Хедвика со страхом увидела, что город остался далеко позади. Когда они успели миновать ворота? В этой карусели огней, в скачке и звоне не уследить за временем…
Последние искры угасли, и они остались в темноте, ещё не укрывшей Грозогорье, но уже упавшей на поля и перелески вокруг.
«Мы ехали весь день?..» – растерянно подумала она, пытаясь отдышаться. Файф отпустил поводья и повёл рукой в сторону города:
– Погляди.
В скользком тумане расплывались медовые блики окон, уходившие вверх, выше и выше в гору, а гирлянды фонарей обвивали склоны, словно охряные змеи. Все они устремлялись к дворцу. Его белые стены, башни и колонны виделись отсюда сплошной массой, вдавленной в камень и полыхающей алыми и золотыми витражами стёкол и факелов.
– Как ледяное чудовище, разинувшее пасть, – прошептала Хедвика и вдруг увидела совсем близко перед собой серебряные глаза Файфа. Тёмные зрачки, искристая тонкая радужка, беспощадная глубина: ей показалось, будто она смотрит в чёрную реку сквозь прозрачный лёд…
Как вдруг…
Она вздрогнула и оглянулась, напуганная внезапным хохотом, звоном и криком. Вокруг звенели стаканами, смеялись и размахивали кубками, то и дело с грохотом хлопала дверь, а гул голосов и стук вилок сливались с резкой струнной мелодией, несущейся от дальней стены.
Стены?
– Где мы? – обводя расширившимися от удивления глазами дымный и шумный зал, шёпотом воскликнула она, цепляясь за Файфа.
Акварель исчезла, синее поле сменилось шумным трактиром, а ночь обратилась в ранний вечер, и солнце, пробившееся сквозь плотные тучи, подрагивало в стеклянных бокалах.
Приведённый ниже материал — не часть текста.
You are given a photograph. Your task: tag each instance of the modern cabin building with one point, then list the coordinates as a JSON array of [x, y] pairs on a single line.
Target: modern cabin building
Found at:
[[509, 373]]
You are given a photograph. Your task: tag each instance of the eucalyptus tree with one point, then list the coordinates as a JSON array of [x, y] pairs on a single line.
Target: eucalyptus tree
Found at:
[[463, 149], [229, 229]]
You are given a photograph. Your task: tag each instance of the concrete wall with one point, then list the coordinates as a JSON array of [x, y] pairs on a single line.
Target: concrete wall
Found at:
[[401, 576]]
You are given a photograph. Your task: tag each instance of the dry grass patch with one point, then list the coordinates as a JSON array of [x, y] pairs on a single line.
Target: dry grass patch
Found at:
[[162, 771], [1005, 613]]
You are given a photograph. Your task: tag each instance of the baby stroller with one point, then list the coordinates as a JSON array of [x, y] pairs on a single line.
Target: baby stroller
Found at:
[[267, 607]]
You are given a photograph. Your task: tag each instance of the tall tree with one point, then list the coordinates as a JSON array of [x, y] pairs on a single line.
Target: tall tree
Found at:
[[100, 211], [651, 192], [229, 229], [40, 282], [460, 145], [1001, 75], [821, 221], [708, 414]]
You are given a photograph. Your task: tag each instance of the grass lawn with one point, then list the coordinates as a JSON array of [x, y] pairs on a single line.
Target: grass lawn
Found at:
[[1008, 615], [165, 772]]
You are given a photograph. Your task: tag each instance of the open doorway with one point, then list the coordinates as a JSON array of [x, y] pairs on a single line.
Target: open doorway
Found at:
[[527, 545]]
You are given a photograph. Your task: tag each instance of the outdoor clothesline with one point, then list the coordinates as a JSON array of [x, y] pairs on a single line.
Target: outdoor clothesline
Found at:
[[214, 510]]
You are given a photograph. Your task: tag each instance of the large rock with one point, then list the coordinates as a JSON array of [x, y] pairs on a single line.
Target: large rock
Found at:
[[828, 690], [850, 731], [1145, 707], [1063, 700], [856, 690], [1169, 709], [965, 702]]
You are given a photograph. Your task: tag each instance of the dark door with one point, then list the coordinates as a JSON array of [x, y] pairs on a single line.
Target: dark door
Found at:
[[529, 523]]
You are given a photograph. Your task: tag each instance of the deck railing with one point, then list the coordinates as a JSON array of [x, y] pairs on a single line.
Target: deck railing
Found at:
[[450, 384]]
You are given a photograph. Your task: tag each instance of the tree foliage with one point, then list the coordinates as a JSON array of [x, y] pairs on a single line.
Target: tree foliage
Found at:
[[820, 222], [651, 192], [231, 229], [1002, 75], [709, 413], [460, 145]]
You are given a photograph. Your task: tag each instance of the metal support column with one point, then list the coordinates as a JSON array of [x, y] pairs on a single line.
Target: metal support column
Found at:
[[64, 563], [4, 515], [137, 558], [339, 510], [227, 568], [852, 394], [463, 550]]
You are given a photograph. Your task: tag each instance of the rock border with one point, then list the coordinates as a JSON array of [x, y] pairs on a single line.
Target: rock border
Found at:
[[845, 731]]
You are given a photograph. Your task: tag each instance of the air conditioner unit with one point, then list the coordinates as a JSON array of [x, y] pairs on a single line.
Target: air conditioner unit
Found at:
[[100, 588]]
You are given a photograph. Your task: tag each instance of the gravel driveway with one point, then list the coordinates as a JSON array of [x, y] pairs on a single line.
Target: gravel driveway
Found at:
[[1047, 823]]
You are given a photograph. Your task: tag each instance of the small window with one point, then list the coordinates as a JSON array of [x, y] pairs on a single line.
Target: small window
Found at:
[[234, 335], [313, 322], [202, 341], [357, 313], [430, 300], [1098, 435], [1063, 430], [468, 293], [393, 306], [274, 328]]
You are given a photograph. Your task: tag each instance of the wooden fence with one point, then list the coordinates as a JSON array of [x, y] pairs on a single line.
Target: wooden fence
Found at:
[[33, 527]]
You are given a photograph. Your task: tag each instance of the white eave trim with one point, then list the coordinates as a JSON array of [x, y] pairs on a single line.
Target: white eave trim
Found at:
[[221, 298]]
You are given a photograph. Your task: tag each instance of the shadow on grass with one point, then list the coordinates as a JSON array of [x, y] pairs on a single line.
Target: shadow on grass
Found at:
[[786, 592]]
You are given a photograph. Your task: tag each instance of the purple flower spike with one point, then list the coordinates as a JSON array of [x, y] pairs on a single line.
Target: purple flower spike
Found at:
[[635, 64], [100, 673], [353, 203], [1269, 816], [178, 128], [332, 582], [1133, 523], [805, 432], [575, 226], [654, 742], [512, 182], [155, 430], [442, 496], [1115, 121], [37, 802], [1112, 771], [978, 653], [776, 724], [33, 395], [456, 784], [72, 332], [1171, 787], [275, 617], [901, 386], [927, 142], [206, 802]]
На стене, увешанной колёсами от часов, телег и карет, зеленела небрежная, кривая и крупная надпись: «Утиный Угол».
Струнная музыка перешла в резкое треньканье, ей вторил тревожный хор, нарочитое кваканье и ржанье, из-за стойки вынырнули двое подавальщиков с длинным, похожим на корыто деревянным подносом, и принялись разносить по столам красную похлёбку.
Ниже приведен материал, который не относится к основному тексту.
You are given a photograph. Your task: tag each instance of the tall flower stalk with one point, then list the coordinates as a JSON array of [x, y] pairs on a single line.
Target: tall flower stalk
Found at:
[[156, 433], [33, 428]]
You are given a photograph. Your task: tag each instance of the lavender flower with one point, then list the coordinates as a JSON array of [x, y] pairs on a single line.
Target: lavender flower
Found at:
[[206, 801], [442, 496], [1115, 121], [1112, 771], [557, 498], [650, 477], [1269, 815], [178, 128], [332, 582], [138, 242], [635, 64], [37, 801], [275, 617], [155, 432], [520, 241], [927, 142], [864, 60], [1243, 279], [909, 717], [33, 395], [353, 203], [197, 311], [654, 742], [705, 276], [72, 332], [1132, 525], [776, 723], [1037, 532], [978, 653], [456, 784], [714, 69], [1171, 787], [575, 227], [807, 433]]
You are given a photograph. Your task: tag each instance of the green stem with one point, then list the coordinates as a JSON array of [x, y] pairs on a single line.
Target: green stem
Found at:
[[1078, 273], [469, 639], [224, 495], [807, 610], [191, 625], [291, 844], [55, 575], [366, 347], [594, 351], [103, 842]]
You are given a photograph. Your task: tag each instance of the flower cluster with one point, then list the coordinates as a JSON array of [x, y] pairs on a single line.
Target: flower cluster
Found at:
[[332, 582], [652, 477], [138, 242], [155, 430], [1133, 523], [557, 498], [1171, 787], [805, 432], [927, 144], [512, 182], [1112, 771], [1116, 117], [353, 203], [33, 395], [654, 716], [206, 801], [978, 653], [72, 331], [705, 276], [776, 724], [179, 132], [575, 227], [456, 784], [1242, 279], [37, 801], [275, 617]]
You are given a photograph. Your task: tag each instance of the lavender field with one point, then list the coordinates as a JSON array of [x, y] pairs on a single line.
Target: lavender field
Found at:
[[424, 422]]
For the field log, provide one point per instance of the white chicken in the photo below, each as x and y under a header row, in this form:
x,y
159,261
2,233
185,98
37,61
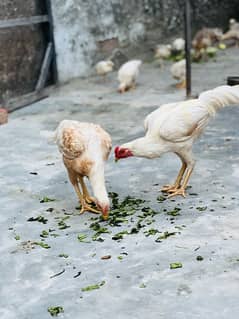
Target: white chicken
x,y
174,127
163,51
178,45
233,24
178,71
85,148
104,67
127,75
233,32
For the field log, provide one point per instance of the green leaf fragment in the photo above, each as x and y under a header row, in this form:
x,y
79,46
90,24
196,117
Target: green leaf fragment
x,y
201,209
174,212
39,219
93,287
44,234
46,199
63,255
165,235
120,235
55,311
176,265
199,258
151,232
82,237
42,244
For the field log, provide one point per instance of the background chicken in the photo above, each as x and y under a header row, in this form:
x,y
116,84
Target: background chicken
x,y
104,67
128,74
85,148
178,71
233,32
174,127
206,37
178,46
163,51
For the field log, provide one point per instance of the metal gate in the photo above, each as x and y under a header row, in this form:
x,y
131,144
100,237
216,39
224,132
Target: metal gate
x,y
27,62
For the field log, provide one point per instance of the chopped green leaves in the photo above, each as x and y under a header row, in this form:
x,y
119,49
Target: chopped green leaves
x,y
63,255
165,235
199,258
55,311
176,265
82,237
39,219
42,244
44,234
120,235
93,287
46,199
201,209
174,212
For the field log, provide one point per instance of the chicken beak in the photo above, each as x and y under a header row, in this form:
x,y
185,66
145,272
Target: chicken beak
x,y
105,217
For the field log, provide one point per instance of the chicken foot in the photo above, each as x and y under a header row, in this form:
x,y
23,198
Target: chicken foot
x,y
176,185
85,207
89,199
181,85
182,189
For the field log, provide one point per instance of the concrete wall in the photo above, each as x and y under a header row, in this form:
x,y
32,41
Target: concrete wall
x,y
86,31
21,49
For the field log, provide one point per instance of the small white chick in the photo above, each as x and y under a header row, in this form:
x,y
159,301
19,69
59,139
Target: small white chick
x,y
163,51
128,74
178,45
178,71
104,67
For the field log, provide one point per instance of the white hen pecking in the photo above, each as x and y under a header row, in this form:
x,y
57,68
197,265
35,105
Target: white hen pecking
x,y
85,148
174,127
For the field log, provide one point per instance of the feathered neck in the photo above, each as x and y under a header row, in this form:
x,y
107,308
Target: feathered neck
x,y
147,147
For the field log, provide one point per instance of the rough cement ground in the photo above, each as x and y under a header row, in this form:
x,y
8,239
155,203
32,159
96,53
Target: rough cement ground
x,y
207,225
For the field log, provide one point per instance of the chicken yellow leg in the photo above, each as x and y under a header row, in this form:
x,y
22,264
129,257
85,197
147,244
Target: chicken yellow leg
x,y
85,207
175,186
89,199
181,190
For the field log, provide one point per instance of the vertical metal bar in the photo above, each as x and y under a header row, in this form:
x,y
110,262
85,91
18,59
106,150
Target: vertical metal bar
x,y
51,39
188,40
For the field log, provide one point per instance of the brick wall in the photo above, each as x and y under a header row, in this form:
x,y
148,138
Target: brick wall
x,y
21,49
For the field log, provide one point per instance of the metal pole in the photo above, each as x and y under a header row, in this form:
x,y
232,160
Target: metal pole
x,y
51,39
188,40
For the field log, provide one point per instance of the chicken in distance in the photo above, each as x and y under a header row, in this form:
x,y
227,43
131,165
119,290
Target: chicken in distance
x,y
174,127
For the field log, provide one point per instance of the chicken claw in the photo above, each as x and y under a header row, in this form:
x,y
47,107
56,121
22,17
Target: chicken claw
x,y
179,191
88,208
90,200
168,188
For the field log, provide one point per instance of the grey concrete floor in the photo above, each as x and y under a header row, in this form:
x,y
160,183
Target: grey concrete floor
x,y
140,284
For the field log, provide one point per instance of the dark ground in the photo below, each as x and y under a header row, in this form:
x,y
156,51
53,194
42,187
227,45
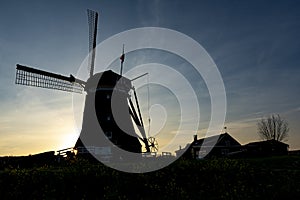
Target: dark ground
x,y
256,178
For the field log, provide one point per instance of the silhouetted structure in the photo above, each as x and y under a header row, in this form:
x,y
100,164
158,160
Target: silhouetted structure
x,y
108,104
215,146
266,148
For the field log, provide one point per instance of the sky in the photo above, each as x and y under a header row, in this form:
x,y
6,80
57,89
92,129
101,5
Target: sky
x,y
255,45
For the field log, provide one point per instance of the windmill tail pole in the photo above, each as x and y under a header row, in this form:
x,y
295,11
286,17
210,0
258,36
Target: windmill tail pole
x,y
93,21
122,58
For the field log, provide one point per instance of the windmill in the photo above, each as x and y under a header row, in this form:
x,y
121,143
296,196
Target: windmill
x,y
108,102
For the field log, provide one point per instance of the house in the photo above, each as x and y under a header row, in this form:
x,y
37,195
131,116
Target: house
x,y
215,146
266,148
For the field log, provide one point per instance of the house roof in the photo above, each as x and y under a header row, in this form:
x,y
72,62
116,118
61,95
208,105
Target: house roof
x,y
266,142
213,140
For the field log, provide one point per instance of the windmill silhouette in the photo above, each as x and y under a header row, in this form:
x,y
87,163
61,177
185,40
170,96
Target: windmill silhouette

– Это «Утиный Угол», – перекрывая шум, крикнул Файф. – Кормят тут отлично, но, боюсь, тебе такое местечко не по нраву.
– Та самая лавка, где каменное колдовство выставляют на продажу?
– Да-да, – кивнул лютник и, увлекая её за собой, двинулся к стойке. – Лучше держись ко мне поближе, виноградная.